Olivier Schrameck nommé à la présidence du CSA, avec les bagages mais sans les compétences

Le gouvernement a arrêté son choix. A l’issue du Conseil des ministre, François Hollande a nommé ce mercredi Olivier Schrameck, 61 ans, président du Conseil Supérieur de l’Audiovisuel (CSA). Il succède à Michel Boyon, en poste depuis janvier 2007, et dont le mandat prend fin le 24 janvier prochain.

La réputation d’intégrité de cet ancien énarque devrait lui servir. La nomination d’Olivier Schrameck à la tête du CSA risque de faire jaser. Plutôt qu’un professionnel de l’audiovisuel ou une personnalité familière de ce secteur, François Hollande a choisi un ancien « Jospin boy » pour prendre les rênes de cette instance de régulation. Né en 1951 dans le XVe arrondissement de Paris, Olivier Schrameck devient directeur de cabinet de Lionel Jospin à Matignon de 1997 à 2002. Il sera ensuite ambassadeur en Espagne avant de réintégrer le Conseil d’Etat en 2005. L’an dernier, il a participé à la Commission Jospin chargé de la rénovation et de la déontologie de la vie publique. Il faisait aussi partie de la commission Balladur, mise en place en 2007 pour moderniser les institutions après l'arrivée de Nicolas Sarkozy à l'Elysée.

Petites lunettes rondes

Derrière ses petites lunettes rondes, ce haut fonctionnaire est un juriste réputé pour son self-control. Celui que Lionel Jospin a toujours continué de vouvoyer est arrivé en politique sans avoir jamais milité au PS. Un intérêt transmis par son père, ancien avocat. Olivier Schrameck trouve dans l’étude du droit, une « discipline qui parvient à concilier l'évolution de la société et les valeurs qu'elles portent ».En 1968, âgé de 17 ans, il n'est pas « conquis par l'ultragauchisme très artificiel des jeunes nantis », rapporte Libération le 24 novembre 1998. Le petit dernier d’une fratrie de quatre garçons (un frère haut fonctionnaire, les deux autres médecins) grimpe naturellement les échelons : diplômé de l’IEP de Paris puis de l’ENA, il devient professeur associé à Paris I.

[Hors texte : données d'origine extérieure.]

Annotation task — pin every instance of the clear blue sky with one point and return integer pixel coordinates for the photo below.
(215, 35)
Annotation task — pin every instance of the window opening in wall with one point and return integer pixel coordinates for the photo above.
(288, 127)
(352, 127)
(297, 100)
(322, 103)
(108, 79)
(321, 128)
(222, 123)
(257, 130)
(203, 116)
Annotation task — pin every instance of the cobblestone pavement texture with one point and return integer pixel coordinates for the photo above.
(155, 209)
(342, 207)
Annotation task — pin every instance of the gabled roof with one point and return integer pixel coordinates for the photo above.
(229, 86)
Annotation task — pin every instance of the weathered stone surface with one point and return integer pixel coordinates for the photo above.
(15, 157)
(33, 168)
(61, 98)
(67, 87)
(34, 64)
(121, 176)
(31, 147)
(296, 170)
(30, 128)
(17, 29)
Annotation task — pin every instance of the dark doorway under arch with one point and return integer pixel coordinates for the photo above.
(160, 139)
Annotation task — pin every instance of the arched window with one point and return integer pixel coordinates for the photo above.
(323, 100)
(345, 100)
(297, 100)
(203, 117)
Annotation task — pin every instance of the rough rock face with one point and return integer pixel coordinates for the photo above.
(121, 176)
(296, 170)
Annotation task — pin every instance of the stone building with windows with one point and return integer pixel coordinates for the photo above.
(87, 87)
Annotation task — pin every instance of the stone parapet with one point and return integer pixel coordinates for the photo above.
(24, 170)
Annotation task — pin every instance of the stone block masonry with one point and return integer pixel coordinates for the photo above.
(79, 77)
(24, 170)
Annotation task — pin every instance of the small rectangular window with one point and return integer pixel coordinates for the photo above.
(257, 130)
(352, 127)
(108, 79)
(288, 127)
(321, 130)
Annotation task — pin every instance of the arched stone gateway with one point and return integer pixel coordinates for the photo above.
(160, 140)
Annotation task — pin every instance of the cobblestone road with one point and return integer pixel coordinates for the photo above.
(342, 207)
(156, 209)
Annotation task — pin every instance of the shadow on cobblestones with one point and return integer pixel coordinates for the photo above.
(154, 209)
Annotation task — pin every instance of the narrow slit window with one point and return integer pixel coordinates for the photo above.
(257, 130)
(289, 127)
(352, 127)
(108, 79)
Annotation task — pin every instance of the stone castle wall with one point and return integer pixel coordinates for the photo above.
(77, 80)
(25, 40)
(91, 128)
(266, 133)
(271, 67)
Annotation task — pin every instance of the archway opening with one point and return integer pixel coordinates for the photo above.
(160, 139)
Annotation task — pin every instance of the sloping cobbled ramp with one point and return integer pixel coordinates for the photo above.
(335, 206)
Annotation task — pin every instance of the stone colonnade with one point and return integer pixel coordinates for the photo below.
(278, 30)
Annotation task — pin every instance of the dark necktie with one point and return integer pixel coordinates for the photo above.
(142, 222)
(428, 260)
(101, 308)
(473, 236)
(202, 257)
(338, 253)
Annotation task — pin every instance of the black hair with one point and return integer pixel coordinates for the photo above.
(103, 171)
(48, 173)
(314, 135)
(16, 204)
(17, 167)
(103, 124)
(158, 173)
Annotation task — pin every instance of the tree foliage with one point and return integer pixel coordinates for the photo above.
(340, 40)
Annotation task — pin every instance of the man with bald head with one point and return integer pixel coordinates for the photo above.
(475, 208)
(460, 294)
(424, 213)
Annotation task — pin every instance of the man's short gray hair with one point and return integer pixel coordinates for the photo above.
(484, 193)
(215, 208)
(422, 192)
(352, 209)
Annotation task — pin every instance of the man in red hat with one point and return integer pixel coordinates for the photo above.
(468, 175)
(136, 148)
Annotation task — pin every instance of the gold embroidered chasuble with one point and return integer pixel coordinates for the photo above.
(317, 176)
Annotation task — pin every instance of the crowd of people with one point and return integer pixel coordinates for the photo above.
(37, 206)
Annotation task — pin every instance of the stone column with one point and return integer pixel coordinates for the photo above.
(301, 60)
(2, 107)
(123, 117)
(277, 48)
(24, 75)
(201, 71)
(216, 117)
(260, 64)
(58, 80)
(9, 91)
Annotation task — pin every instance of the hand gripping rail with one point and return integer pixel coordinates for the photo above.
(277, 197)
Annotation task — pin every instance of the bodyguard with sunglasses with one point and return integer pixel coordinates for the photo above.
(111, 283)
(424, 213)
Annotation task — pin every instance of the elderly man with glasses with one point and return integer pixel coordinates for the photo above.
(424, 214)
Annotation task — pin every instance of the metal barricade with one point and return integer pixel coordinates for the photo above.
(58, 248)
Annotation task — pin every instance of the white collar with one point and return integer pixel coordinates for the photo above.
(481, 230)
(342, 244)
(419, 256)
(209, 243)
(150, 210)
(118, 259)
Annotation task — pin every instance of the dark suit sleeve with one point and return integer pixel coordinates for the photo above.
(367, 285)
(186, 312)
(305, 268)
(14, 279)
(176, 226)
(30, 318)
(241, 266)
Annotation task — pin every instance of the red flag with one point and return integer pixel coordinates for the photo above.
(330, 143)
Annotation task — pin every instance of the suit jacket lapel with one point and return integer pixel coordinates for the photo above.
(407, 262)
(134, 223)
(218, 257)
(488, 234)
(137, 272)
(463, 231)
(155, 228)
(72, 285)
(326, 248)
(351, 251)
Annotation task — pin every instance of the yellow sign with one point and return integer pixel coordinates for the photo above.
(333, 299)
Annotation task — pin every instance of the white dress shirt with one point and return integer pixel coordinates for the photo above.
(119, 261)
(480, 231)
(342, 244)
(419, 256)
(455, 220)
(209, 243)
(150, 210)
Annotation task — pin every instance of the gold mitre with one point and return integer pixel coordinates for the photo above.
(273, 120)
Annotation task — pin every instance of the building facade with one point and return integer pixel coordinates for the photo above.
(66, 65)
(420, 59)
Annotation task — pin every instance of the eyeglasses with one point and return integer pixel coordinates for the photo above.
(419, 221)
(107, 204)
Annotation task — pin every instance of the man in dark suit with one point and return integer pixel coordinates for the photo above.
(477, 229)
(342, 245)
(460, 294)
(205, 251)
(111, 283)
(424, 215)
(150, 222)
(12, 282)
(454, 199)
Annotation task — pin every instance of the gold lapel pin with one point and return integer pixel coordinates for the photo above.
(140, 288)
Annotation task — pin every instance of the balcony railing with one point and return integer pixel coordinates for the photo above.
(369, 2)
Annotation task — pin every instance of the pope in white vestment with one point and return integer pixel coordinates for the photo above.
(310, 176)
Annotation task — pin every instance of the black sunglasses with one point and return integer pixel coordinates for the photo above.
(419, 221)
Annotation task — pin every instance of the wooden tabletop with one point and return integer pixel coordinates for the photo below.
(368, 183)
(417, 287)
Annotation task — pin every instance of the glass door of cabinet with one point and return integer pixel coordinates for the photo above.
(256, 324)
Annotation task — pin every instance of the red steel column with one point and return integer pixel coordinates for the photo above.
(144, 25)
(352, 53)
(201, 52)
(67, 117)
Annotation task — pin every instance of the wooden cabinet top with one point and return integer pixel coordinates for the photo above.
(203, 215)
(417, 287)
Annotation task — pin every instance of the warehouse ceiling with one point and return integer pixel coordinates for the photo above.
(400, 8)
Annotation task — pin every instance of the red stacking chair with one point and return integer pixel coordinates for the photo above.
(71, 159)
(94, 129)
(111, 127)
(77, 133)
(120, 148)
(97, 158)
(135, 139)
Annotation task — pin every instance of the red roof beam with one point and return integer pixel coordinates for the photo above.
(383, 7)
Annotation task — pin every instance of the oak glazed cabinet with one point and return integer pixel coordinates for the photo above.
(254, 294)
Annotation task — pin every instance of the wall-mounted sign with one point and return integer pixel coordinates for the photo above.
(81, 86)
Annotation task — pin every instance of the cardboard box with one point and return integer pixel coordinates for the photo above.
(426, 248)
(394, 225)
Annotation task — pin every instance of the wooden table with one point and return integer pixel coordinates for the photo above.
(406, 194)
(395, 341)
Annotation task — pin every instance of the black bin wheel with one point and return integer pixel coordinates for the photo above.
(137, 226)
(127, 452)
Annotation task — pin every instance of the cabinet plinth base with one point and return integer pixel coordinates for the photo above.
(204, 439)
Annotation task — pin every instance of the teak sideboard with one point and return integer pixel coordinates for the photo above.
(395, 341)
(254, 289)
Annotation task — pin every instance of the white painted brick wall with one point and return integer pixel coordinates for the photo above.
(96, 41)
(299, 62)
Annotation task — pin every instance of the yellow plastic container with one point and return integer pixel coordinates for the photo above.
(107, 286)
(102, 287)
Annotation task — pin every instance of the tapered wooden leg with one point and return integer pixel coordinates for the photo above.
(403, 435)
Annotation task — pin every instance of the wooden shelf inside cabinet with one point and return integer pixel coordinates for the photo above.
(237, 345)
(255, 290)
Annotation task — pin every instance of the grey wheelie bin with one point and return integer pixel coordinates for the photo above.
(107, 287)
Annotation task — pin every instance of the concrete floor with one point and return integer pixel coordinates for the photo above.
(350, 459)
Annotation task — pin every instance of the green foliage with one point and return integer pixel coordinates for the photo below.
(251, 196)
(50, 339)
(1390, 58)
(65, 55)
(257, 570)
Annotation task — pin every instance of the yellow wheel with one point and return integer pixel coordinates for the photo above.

L’héritage familial a modelé le rigorisme moral d’Olivier Schrameck. Déportée en février 1944, sa mère Stéphanie Schrameck est l'une des rares rescapées d'Auschwitz. Son grand oncle Abraham Schrameck, ministre de l'Intérieur du Cartel des gauches, fut violemment attaqué par Maurras dans sa « lettre à Schrameck ». La famille n’a cependant jamais cessé de servir la France et c’est sans doute ce symbole de fidélité républicaine sur lequel François Hollande entend s’appuyer désormais.

Olivier Schrameck arrive dans une maison, le CSA, qui est au beau milieu d'une révolution et d'un conflit politique. La révolution c'est la main mise de l'Internet sur l'espace médiatique, et le conflit l'oppose depuis plusieurs années à l'Arcep, l'autre agence de l'Etat en charge des tuyaux. Une fusion stricto sensu entre les deux n'est plus à l'ordre du jour, mais les deux instances devraient dans l'avenir partager des dossiers. Ce remodelage de l'action de l'Etat sur l'espaces virtuel, tout comme les prochains textes sur le financement de la création par les acteurs du réseau des réseaux seront au coeur de l'action du nouveau président; qui, en tant que novice sur ces questions, va devoir très rapidement apprendre les bases et on l'espère devenir un expert pour éviter une catastrophe pour tout le secteur de la création.

Les mauvaises langues diront aussi certainement que cette place de président du CSA, autrefois si disputée, n'intéresse plus vraiment le Gotha des spécialistes de l'audiovisuel. La destinée trouble qui attend le CSA, et son rôle aujourd'hui mineur n'y fait rien à l'affaire. Il y a fort à parier que cette nomination illustre le début d'un déclin pour le CSA, en attendant une nouvelle mouture concoctée par le gouvernement, alliant régulation des médias et pouvoirs sur l'Internet. Mais, cela n'est pas encore tranché.